How to Treat Scars
How to Treat Scars
Plastic surgery treatment of scars
Different types of scars need different treatments; some of these include cosmetic scar revision surgery, others are with lasers and others still by applications or injections of medicines to help the scar change its healing behavior.
A “bad” scar is in effect a scar that has not healed in a normal manner. It has had a disruption of normal healing due to either genetic factors due to the patient’s skin type or external factors such as trauma or tension on the wound.
Some of the more common methods of treatment are discussed here. Bear in mind one thing: we really do not understand what is going on in wound healing and scar formation. Medical knowledge in this area is feeble, and no matter what treatment or combination of treatments is used, recurrence of a “bad” scar is common and can occur in up to 70% of treatments.
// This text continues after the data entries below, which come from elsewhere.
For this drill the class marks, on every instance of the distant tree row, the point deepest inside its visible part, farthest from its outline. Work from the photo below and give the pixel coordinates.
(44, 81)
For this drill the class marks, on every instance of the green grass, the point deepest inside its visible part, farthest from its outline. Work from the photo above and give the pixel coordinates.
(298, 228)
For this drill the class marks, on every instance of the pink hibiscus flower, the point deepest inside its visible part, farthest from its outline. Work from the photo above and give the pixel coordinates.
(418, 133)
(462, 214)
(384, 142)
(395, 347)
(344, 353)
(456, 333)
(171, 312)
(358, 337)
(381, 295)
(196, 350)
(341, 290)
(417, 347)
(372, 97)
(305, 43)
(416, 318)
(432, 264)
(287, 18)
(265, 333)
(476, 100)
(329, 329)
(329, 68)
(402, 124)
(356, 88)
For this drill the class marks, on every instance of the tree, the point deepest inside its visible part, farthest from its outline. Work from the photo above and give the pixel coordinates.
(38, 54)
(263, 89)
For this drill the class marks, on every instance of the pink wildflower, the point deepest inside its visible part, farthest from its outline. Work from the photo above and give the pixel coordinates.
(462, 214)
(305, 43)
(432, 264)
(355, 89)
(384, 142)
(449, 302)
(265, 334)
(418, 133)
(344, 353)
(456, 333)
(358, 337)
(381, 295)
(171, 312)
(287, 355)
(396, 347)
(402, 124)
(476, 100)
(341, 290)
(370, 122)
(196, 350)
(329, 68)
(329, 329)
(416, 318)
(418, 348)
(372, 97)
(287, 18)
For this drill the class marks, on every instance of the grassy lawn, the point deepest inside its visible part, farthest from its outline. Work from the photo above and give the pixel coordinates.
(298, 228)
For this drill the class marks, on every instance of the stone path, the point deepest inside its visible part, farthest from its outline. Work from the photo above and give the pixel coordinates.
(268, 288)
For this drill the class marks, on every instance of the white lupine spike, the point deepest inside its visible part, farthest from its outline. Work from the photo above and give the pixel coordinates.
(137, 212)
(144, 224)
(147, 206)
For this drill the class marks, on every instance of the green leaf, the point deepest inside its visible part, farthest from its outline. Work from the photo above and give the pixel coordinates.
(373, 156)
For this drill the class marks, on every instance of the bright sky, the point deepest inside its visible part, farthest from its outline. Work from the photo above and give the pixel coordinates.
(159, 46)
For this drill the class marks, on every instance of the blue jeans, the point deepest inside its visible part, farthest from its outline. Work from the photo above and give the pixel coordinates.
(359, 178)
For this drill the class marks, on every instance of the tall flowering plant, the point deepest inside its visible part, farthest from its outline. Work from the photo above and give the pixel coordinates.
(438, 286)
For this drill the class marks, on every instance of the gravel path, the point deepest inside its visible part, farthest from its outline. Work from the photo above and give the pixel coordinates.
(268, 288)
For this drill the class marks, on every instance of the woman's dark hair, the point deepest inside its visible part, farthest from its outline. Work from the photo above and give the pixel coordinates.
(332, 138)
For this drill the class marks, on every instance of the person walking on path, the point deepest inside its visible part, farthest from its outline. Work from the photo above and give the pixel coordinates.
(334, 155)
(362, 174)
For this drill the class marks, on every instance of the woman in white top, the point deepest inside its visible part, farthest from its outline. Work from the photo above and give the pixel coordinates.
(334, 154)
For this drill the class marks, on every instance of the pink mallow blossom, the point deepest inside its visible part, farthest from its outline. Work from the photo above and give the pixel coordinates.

Silicone cream and sheeting for scars
For over 40 years, silicone has been the mainstay of treatment for hypertrophic scars and keloids, especially in burn patients. Recently it has become available in a cream form and should be used as a matter of routine in all patients after cosmetic plastic surgery unless they have a silicone allergy.
Plastic surgical excision of scars
All scars can be excised and re-closed. This is usually an effective treatment. There are a number of ways to cut and revise the scar depending on its location. These include W-plasty (scar cut out and closed in repeating W shapes),and Z-plasty (scar cut in a z shape and re-closed to alter direction of the scar).
Lasers for scars
Some scars can be improved by the use of CO2 cosmetic lasers if they are too thick. The laser will flatten the scars. Red or brown scars can be improved by special cosmetic lasers also.
Steroid injections for scars
Steroids will calm down the increased activity within hypertrophic and keloid scars. They are injected on a monthly basis for three months directly into the scar. The downside is that it sometimes does not work, and also that it can lead to atrophic (wide and thin) scars.
5-flurouracil injections for scars
5FU is an early cancer drug that has been shown to decrease the rate of scar creation. It is injected into the scar every few weeks for three to four months.
Radiation for scar therapy
Although this technique has been used historically, the side effects of radiation on the skin can be far worse than the scar. I would use this in only very selective cases, and in over 20 years of cosmetic surgery have never used it yet!
I always tell my patients that when a doctor tells you there are many ways to improve something, no single way is the best. With cosmetic scar revisions, a combination of treatment will give the best result, but remember, it’s not magic.